File | Description |
---|---|
compose.yaml | Default compose file using vllm as serving framework and redis as vector database |
compose_tgi.yaml | The LLM serving framework is TGI. All other configurations remain the same as the default |
-
LLM backend Service
In the first startup, this service will take more time to download, load and warm up the model. After it's finished, the service will be ready.
Try the command below to check whether the LLM serving is ready.
# vLLM service docker logs codetrans-gaudi-vllm-service 2>&1 | grep complete # If the service is ready, you will get the response like below. INFO: Application startup complete.

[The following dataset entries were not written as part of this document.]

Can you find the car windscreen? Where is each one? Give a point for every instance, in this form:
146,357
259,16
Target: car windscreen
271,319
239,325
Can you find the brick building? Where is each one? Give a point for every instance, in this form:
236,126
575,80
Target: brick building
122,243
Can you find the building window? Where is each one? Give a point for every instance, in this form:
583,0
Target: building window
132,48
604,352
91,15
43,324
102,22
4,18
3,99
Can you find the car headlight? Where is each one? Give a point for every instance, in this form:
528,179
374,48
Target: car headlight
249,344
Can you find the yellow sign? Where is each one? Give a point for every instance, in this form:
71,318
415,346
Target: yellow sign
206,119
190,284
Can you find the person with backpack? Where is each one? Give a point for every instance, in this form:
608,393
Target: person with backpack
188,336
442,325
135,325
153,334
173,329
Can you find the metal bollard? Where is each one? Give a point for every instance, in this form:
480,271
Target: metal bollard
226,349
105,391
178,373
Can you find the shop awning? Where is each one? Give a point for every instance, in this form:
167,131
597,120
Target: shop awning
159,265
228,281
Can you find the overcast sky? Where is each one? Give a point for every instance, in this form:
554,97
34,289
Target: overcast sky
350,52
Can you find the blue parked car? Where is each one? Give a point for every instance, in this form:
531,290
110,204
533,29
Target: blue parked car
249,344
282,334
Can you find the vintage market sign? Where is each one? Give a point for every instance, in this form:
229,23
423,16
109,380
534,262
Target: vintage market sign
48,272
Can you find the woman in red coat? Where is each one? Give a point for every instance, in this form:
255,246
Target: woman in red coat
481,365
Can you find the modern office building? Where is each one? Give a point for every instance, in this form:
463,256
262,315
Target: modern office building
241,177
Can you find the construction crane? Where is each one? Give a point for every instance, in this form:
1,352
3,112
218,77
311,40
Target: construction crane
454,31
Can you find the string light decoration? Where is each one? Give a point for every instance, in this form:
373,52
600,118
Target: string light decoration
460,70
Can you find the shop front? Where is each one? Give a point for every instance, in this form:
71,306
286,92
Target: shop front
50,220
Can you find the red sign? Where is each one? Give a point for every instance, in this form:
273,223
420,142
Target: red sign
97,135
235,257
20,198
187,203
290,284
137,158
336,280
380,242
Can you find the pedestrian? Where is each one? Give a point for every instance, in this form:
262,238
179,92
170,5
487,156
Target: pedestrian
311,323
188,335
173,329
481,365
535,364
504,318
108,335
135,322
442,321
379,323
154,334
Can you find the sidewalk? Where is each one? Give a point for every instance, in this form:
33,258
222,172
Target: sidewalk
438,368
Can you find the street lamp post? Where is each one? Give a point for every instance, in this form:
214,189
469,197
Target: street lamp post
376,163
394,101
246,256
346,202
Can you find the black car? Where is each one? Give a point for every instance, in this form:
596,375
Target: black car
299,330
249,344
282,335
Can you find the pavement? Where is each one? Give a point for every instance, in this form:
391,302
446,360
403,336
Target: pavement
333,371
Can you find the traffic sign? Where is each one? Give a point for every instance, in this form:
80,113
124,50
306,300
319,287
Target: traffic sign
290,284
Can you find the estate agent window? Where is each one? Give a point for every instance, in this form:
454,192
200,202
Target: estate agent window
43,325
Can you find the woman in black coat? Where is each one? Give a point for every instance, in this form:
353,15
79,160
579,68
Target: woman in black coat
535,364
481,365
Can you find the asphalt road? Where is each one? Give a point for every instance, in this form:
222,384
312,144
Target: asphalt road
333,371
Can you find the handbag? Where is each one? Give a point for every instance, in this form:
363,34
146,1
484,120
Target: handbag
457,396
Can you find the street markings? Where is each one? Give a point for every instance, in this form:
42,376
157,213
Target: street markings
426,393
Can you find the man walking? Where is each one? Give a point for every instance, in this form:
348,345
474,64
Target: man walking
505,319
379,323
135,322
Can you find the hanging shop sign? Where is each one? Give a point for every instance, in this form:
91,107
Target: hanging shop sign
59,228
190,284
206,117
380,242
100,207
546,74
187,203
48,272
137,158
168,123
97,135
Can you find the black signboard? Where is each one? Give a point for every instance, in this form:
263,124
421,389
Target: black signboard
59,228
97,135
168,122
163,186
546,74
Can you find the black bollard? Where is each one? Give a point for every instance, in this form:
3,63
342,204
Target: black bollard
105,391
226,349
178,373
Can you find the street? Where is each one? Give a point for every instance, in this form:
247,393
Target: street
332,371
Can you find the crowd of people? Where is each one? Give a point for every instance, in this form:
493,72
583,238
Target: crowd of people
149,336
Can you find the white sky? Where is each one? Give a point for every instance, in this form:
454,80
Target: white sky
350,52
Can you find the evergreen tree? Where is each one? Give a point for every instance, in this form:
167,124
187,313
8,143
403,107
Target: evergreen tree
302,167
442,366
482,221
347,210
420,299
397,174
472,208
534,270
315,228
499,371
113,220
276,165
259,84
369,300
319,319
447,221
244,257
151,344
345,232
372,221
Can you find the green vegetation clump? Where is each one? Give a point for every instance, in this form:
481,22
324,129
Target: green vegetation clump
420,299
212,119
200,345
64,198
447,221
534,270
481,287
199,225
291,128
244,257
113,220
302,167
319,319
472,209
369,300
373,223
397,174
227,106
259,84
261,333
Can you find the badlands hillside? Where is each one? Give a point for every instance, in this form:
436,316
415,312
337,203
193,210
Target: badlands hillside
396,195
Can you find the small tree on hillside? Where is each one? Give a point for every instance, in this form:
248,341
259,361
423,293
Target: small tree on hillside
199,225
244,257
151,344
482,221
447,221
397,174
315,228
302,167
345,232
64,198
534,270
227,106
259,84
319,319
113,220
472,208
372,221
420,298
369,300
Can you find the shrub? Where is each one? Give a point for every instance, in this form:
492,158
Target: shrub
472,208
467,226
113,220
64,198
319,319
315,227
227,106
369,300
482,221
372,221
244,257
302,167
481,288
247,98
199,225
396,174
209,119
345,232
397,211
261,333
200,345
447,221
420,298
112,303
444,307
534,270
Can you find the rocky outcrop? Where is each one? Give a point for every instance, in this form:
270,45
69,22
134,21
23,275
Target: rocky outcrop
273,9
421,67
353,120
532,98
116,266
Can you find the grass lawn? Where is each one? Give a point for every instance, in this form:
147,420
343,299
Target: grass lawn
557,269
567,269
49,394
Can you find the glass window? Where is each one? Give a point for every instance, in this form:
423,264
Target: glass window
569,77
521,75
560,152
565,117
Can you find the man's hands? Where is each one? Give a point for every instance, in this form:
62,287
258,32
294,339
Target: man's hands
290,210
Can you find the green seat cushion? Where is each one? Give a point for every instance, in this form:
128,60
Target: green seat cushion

# TGI service docker logs codetrans-gaudi-tgi-service | grep Connected # If the service is ready, you will get the response like below. 2024-09-03T02:47:53.402023Z INFO text_generation_router::server: router/src/server.rs:2311: Connected
Then try the
cURL
command below to validate services.# either vLLM or TGI service curl http://${host_ip}:8008/v1/chat/completions \ -X POST \ -d '{"inputs":" ### System: Please translate the following Golang codes into Python codes. ### Original codes: '\'''\'''\''Golang \npackage main\n\nimport \"fmt\"\nfunc main() {\n fmt.Println(\"Hello, World!\");\n '\'''\'''\'' ### Translated codes:","parameters":{"max_new_tokens":17, "do_sample": true}}' \ -H 'Content-Type: application/json'
-
LLM Microservice
curl http://${host_ip}:9000/v1/chat/completions\ -X POST \ -d '{"query":" ### System: Please translate the following Golang codes into Python codes. ### Original codes: '\'''\'''\''Golang \npackage main\n\nimport \"fmt\"\nfunc main() {\n fmt.Println(\"Hello, World!\");\n '\'''\'''\'' ### Translated codes:"}' \ -H 'Content-Type: application/json'
-
MegaService
curl http://${host_ip}:7777/v1/codetrans \ -H "Content-Type: application/json" \ -d '{"language_from": "Golang","language_to": "Python","source_code": "package main\n\nimport \"fmt\"\nfunc main() {\n fmt.Println(\"Hello, World!\");\n}"}'
-
Nginx Service
curl http://${host_ip}:${NGINX_PORT}/v1/codetrans \ -H "Content-Type: application/json" \ -d '{"language_from": "Golang","language_to": "Python","source_code": "package main\n\nimport \"fmt\"\nfunc main() {\n fmt.Println(\"Hello, World!\");\n}"}'
This guide should enable developer to deploy the default configuration or any of the other compose yaml files for different configurations. It also highlights the configurable parameters that can be set before deployment.